Мистер Дрелинкурт метнул на него острый взгляд.
– Что?.. Почему?..
– Вы – глупец, Кросби, – сказал Летбридж. – Представьте меня!
– Право слово, милорд! И как я должен воспринимать ваши слова?
– У меня нет ни малейшего желания изображать загадочность, – язвительно ответил Летбридж. – Познакомьте меня с этой прелестной новобрачной.
– Вы в дьявольском расположении духа, милорд, и я протестую, – пожаловался Кросби, но двинулся в сторону группы, центром которой была Горация. – Кузина, вы разрешите? Могу я представить вам человека, который умирает от желания познакомиться с вами?
Горация отнюдь не горела желанием знакомиться с приятелями мистера Дрелинкурта, которого презирала всей душой, а потому повернулась к нему с явной неохотой. Но стоявший перед нею мужчина ничуть не походил на обычных спутников Кросби. Его отличала элегантность, не изуродованная излишествами макарони. Одет он был с потрясающей роскошью и к тому же был намного старше мистера Дрелинкурта.
– Лорд Летбридж, миледи Рул! – произнес Кросби. – Только представьте, он тот самый человек, жаждущий свести знакомство с леди, о которой говорит весь город, дорогая кузина.

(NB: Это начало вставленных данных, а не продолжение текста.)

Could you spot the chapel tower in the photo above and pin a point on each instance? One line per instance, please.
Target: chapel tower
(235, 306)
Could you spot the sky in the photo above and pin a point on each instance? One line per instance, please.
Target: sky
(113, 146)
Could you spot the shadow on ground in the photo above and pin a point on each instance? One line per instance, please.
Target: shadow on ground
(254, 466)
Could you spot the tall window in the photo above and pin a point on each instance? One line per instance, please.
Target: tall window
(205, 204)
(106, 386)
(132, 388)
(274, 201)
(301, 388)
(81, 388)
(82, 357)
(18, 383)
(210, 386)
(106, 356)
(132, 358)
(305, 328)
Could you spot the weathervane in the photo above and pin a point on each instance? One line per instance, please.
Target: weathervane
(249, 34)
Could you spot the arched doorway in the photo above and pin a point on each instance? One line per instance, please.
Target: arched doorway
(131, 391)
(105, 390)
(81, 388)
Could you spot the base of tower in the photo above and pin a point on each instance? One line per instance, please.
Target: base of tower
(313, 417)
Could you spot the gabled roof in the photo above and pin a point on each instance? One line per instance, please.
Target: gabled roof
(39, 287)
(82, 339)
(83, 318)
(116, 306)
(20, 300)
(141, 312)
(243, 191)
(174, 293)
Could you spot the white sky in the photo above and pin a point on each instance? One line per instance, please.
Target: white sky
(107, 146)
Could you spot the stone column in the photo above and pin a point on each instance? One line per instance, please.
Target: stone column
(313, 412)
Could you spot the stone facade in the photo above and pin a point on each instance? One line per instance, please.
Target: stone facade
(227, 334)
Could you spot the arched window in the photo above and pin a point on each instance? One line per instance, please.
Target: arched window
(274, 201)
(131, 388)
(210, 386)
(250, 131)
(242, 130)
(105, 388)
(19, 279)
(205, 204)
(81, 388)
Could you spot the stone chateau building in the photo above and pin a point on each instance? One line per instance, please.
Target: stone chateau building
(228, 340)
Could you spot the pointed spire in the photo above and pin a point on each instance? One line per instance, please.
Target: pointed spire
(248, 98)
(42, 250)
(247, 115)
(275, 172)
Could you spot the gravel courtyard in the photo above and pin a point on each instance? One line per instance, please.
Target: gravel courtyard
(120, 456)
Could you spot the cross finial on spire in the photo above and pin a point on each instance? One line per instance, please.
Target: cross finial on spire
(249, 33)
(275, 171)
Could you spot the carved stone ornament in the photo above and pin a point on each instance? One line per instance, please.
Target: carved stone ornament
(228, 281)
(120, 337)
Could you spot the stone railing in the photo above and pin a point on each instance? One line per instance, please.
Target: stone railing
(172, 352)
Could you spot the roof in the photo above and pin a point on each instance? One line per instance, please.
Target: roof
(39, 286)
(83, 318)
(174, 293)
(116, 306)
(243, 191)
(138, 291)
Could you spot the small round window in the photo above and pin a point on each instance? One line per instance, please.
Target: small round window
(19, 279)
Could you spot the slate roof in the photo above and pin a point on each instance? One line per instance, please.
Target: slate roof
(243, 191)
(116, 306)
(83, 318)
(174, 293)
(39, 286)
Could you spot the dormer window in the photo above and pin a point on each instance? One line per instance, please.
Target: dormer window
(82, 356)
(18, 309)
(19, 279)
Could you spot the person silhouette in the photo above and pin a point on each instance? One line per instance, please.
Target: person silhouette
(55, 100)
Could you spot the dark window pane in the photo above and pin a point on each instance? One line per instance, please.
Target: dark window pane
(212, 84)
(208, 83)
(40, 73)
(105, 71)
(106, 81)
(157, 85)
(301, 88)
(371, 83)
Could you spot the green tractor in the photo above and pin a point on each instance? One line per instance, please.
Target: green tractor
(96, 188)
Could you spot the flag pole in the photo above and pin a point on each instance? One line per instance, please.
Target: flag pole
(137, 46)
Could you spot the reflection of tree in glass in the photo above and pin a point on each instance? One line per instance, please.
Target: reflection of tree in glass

Горация, расправившая юбки в вежливом реверансе, покраснела, потому что слова мистера Дрелинкурта сочились ядом. Грациозно выпрямившись, она протянула руку. Лорд Летбридж принял ее на свое запястье и склонился над нею с непередаваемым изяществом. В глазах Горации вспыхнули искорки пока еще слабого интереса: в его светлости чувствовался истый аристократ.
– Наш бедный Кросби умеет выбирать выражения, – пробормотал Летбридж и заслужил улыбку с ямочками на щеках. – А, то, что нужно! Позвольте проводить вас вон к той софе, мадам.
Она оперлась на его руку, и они двинулись по салону.
– К‑кросби меня ненавидит, – доверительным шепотом сообщила девушка.
– Это вполне естественно, – ответил его светлость.
Горация недоуменно нахмурилась:
– Это не очень-то в‑вежливо, сэр. Что я ему сделала?